Coming off of a second major knee surgery in the same amount of years, Chicago Bulls star guard Derrick Rose now faces a cloudy future as questions surround him wherever he goes. “Will his knees ever be the same?”, “can he return to his 2011 form?”, “is he finished as the D Rose we once knew?”. Recently, USA coach Mike Krzyzewski reported Rose would not participate in the scrimmage against the Dominican Republic due to “body soreness”. We all suspect it’s his knees, and emotions of not only Bulls fans, but NBA fans in general, are mixed. Some are concerned, others just brush it off.
As a precautionary measure, Rose and Cleveland Cavaliers G Kyrie Irving will rotate starting point guard duties for the remainder of the FIBA World Cup. The question remains, can he return to the slashing, freakishly athletic, unstoppable player we witnessed grow up during the 2010-11 season? In his first return attempt, coming off of ACL surgery, Rose looked rusty. He struggled mightily in his first regular season game against the Bulls’ biggest rival at the time, the then star-studded Miami Heat, going 4-15 from the field (including 1-7 from three) and finishing with just 12 points. Not even a month later, just as Rose was getting back in his flow, the Bulls traveled to Portland to take on the red-hot Trail Blazers. With 3:30 left in the 3rd quarter, Rose attempted a cut to the basket. The pass from Joakim Noah was intercepted by Nicolas Batum and the star point guard came up limping. Rose would suffer a meniscus tear in his right knee (a non-contact injury), and after surgery, would miss a second consecutive season. Without the face of their franchise, the Bulls would go on to obtain the 4th seed in the east. Going up against a talented young team in Washington, featuring the likes of John Wall, Bradley Beal, Trevor Ariza, Nene, and Marcin Gortat, Chicago was simply over matched offensively without their superstar. The Bulls would go on to lose the series in five games, and all focus shifted on getting Rose healthy for the upcoming season.

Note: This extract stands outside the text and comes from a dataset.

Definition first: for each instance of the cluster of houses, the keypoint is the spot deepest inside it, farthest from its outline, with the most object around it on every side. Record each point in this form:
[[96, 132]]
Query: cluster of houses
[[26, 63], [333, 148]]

After getting rid of Carlos Boozer’s hefty contract, the Bulls made a splash this offseason, signing forward/center Pau Gasol, who even at 34, can provide scoring and rebounding, and is also a nice fit alongside Joakim Noah down low. Chicago is in prime position to be the main challenger to the new-look Cleveland Cavaliers for this year’s Eastern Conference crown, and a healthy Derrick Rose would only boost their chances even higher (if both he and Pau Gasol can remain healthy). Let’s take a look back at Rose’s MVP season.
The then third year guard averaged 25.0 points (career high), 4.1 rebounds, 7.7 assists, and 1.0 steals a game. He also shot a career high from the free throw line (86%). While the Bulls finished with the league’s best record of 62-20, they were unable to get out of the east, falling short to Miami’s “Big 3″ in the Eastern Conference Finals, much due to the needed growth and experience in Rose’s game. Following the season, Rose would sign a 5 yr, $94.8 million extension with Chicago. Following his MVP campaign, Rose would go on to have another successful season, but was also dealing with several nagging injuries, and finished with a career-low 39 games played (much due to the shortened schedule due to the lockout). While his scoring average dropped significantly (21.8), he averaged a career high in assists (7.9) and blocks (.7). For the second straight year, the Bulls finished with the east’s best record, this time of 50-16. Unfortunately for Bulls fans and the rest of the NBA, in game 1 of the first round against Philadelphia, Rose would suffer a potentially career-derailing injury. In the 4th quarter, with Chicago up double-digits, Rose went up to attempt one of his patented lay-ups. He landed awkwardly and was unable to move on his own. He suffered a complete ACL tear and was lost for the rest of the playoffs. Without him, the Bulls were unable to score enough points to get past the 76ers, and were dispatched in 6 games, giving the city of Chicago a second straight bitter ending.
There is plenty of room for hope though. Through the first few weeks of Team USA’s FIBA campaign, Rose has looked like, well Derrick Rose. Ultra confident in jumping off either knee again, he reminded all of us just how big of a superstar he is when healthy, and there is no reason he can’t return to his MVP form of two years ago. All there’s left to do is hope. Hope we’ll get 10+ years of the privilege of watching what could go down as the most athletic point guard in NBA history. Derrick Rose deserves it, the city of Chicago deserves it, and the entire basketball world deserves it.